Матиас вздохнул, потом сказал, что не уверен, следует ли передавать дело Холлуэя в комиссию. Хотя рецепт-код и был введен, последствия обратимы. А то, что он взбунтовал больных, свидетельствует скорее о его невменяемости, чем о преступном умысле. «В конце концов, — добавил он после заминки, — неизвестно, поступил бы я сам на его месте лучшим образом, если бы у меня, как у Холлуэя в прошлом году, скончалась жена от саркомы. Надо учесть, что и мать Холлуэя умерла от рака желудка. Детей он не имел, а жена его…»

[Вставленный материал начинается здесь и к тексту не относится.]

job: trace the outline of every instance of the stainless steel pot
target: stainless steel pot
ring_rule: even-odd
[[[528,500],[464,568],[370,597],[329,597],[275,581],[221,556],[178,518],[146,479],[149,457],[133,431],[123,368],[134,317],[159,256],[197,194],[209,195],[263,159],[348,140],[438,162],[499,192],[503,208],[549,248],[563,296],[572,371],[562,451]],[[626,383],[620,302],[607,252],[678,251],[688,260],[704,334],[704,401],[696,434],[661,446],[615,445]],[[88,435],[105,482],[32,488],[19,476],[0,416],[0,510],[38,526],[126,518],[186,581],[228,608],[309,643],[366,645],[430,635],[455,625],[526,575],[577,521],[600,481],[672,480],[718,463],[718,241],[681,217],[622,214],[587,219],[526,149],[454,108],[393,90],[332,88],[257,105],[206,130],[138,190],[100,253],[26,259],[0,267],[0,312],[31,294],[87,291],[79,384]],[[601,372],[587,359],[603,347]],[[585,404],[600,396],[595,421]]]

— Вы так защищаете его, словно это ваш друг, — заметил я.
— А он и есть мой друг, — с некоторым удивлением ответил Матиас. — Разве вы не помните? Рэймонд Холлуэй, мой третий заместитель…
Я молчал.
— В конце концов я выполняю свой долг, — продолжал Матиас, — а если Рэймонд пошел на преступление, то, очевидно, полагая, что исполняет свой. И я не знаю…
Он прервал себя, глянул вбок, поднял брови и, сказав «хорошо», повернулся ко мне.
— Извините, Эннеси, удалось связаться с Холлуэем.
— Подключите и меня.
«Дэниел, ты меня слышишь?.. Я на самом верху… Ты слышишь?..»
Окна и этажи слились в полосу, объектив дернулся вверх, к крыше. Там, у самой кромки, стоял высокий худой человек, державшей в руке коробку транслятора.
«Дэниел, ты меня слышишь? — продолжал звенящий от напряжения голос. — Ты меня слышишь?..» «Я вижу и слышу тебя, Рэймонд, — ответил голос Матиаса, — но мне хотелось бы поговорить с тобой в более подходящей обстановке». «Дэниел, будь ты проклят, Дэниел!»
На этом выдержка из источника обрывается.